Published online by Cambridge University Press: 04 September 2009
INTRODUCTION
The predecessor of involute gearing is the cycloidal gearing that has been broadly used in watch mechanisms. Involute gearing has replaced cycloidal gearing in many areas but not in the watch industry. There are several examples of the application of cycloidal gearing not only in instruments but also in machines that show the strength of positions that are still kept by cycloidal gearing: Root's blower (see Section 13.8), rotors of screw compressors (Fig. 13.1.1), and pumps (Fig. 13.1.2).
This chapter covers (1) generation and geometry of cycloidal curves, (2) Camus' theorem and its application for conjugation of tooth profiles, (3) the geometry and design of pin gearing for external and internal tangency, (4) overcentrode cycloidal gearing with a small difference of numbers of teeth, and (5) the geometry of Root's blower.

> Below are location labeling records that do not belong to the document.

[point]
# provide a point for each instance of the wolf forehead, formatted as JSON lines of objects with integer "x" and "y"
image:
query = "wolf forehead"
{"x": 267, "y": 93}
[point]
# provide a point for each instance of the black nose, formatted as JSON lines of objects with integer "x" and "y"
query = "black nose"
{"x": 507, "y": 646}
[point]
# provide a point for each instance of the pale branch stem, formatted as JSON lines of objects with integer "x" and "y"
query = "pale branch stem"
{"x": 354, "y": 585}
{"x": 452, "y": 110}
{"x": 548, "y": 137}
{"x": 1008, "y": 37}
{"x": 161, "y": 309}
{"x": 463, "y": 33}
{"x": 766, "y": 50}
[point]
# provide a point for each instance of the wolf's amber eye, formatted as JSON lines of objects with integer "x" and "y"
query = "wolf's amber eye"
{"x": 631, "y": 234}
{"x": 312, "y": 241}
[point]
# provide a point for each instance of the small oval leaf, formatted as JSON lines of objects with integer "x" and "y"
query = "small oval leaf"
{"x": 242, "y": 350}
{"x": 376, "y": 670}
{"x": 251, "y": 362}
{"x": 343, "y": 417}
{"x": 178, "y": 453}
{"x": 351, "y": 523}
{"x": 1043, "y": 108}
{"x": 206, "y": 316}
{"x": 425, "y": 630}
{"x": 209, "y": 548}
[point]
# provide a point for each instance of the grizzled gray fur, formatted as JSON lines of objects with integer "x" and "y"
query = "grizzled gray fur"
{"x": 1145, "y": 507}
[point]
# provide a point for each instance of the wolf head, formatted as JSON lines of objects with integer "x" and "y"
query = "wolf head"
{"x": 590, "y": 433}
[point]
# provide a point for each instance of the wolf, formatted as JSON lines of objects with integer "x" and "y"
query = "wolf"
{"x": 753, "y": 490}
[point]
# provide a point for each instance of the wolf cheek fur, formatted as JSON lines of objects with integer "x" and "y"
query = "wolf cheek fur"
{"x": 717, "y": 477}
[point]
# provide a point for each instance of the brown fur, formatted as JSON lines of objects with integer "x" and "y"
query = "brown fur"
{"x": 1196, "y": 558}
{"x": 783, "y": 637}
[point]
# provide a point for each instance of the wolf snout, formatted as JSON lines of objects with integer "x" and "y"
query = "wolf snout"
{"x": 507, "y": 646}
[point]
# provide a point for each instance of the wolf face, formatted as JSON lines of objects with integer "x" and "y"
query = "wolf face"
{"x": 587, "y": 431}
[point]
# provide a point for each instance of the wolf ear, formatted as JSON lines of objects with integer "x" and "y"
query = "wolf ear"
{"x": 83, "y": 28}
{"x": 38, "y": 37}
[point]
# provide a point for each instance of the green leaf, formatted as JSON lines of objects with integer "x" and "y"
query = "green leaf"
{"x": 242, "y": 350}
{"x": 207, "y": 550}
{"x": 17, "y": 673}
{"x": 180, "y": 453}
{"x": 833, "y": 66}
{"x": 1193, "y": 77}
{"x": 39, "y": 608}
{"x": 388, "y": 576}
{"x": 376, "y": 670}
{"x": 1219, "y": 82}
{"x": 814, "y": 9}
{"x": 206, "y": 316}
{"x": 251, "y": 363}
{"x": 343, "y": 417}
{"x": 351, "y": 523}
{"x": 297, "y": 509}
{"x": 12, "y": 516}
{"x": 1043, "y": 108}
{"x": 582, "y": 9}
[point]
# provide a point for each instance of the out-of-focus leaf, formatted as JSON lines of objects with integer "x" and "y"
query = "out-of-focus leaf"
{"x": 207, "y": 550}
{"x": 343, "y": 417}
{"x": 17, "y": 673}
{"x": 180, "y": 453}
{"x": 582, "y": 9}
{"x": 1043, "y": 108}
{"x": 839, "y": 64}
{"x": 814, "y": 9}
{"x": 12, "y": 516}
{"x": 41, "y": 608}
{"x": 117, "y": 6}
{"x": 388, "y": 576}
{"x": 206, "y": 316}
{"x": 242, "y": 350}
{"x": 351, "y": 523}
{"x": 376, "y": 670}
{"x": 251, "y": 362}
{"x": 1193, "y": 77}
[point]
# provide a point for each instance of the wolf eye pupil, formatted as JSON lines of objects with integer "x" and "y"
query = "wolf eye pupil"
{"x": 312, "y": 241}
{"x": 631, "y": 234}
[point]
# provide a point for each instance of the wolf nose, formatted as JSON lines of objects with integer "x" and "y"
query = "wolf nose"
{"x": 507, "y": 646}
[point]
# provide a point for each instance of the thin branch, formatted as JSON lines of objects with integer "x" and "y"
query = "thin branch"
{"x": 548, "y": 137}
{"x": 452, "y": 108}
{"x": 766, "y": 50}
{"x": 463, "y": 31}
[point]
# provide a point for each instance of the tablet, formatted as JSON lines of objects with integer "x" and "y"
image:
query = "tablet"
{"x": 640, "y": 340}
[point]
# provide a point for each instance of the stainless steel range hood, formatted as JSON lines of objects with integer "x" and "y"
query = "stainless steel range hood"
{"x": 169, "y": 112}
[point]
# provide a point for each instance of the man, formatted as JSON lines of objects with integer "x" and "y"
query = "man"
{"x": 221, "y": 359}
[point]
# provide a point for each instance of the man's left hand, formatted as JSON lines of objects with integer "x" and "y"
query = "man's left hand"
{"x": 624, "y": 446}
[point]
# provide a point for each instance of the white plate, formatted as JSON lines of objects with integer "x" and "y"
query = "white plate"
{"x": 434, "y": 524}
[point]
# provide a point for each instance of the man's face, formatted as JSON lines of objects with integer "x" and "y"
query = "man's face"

GENERATION OF CYCLOIDAL CURVES
A cycloidal curve is generated as the trajectory of a point rigidly connected to the circle that rolls over another circle (over a straight line in a particular case). Henceforth, we differentiate ordinary, extended, and shortened cycloidal curves.
Figure 13.2.1 shows the generation of an extended epicycloid as the trajectory of point M that is rigidly connected to the rolling circle of radius r. In the case when generating point M is a point of the rolling circle, it will generate an ordinary epicycloid, but when M is inside of circle r it will generate a shortened epicycloid.